In a rapidly evolving landscape of media consumption, the demand for accurate and high-quality subtitles has never been greater as they play a crucial role in making media more inclusive and understandable to diverse audiences. But as the volume of content grows, so does the need for automated subtitle generation systems. Ensuring their quality is essential, and this is where the SubER (Subtitle Edit Rate) metric comes in.
Subtitles are more than just text on the screen; they are a bridge between the spoken word and the viewer’s understanding. High-quality subtitles accurately reflect the spoken content maintaining its original intent and tone of voice, whilst matching the timing of the speech and affording viewers the ability to read and comprehend subtitles as quickly as possible so as to focus their attention and immerse themselves in the action on the screen. Errors in subtitle quality—such as mistranslations, timing issues, or readability problems—can lead to misunderstandings, reduced viewer engagement, and even frustration.

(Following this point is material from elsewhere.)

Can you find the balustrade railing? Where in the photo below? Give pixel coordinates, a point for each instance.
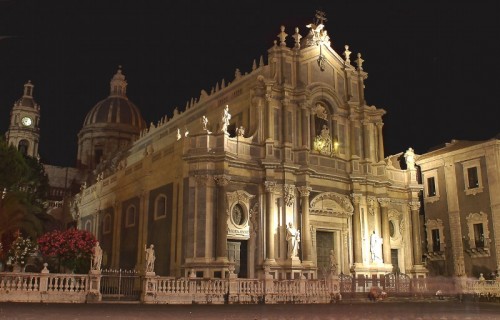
(47, 287)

Traditional metrics for automatically evaluating subtitle outputs generated by Automatic Speech Recognition (ASR) and Machine Translation (MT) systems have often relied on surface-level comparisons between the generated subtitles and a reference set, focusing on word-level accuracy, such as the WER (Word Error Rate) metric used for the assessment of ASR output, or the BLEU (BiLingual Evaluation Understudy) and TER (Translation Edit Rate) metrics used for the assessment of MT quality. However, subtitles differ from general text in several ways, requiring a metric that considers the unique challenges of subtitle generation, such as synchronization with the audio, readability and the preservation of the orality of the dialogue and the context on the screen. Even when the subtitle text is accurate, aspects such as poor timing or awkward line breaks become critical as they can disrupt the viewing experience.

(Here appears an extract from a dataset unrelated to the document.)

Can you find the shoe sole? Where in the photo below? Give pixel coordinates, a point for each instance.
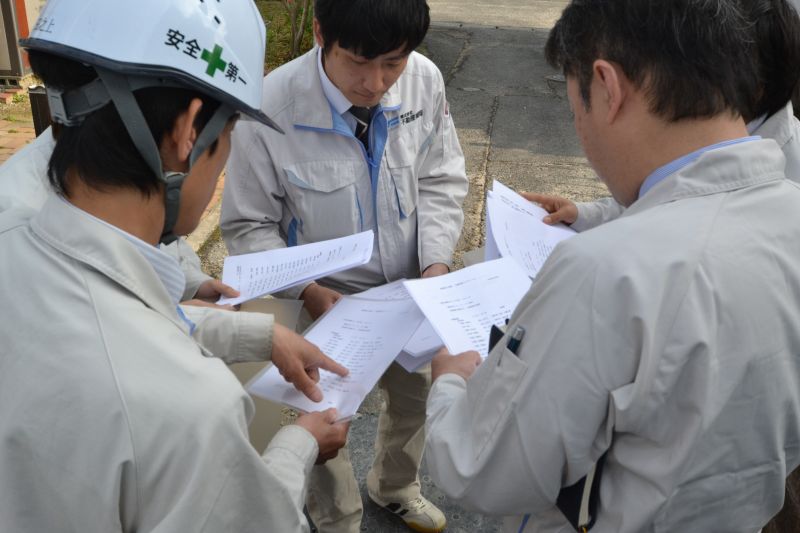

SubER, or Subtitle Edit Rate, is a novel metric designed to provide a more holistic assessment of subtitle quality by looking at both the text, as well as the timing and presentation of the subtitles. It is an edit distance metric, so it focuses on the differences between subtitles that come from an ASR on MT system and a reference subtitle set.
It calculates the number of edits required to transform the machine-generated subtitles into the professionally created reference set. These edits include substitutions, deletions, insertions, and shifts similar to how traditional metrics like TER operate in the realm of machine translation. However, its innovation lies in the fact that it also takes into account the edits required to satisfy the structural and timing constraints of subtitling which are crucial for a smooth viewing experience.
The evaluation of subtitles using the SubER works as follows. Once subtitles are aligned between source and target, SubER computes the number of edits—substitutions, insertions, deletions, and shifts—needed to make the generated subtitles identical to the reference set. The more edits required, the lower the quality of the generated subtitle. TER is used as the basis for this step, extended by break edit operations (line breaks and subtitle breaks) and time-alignment constraints.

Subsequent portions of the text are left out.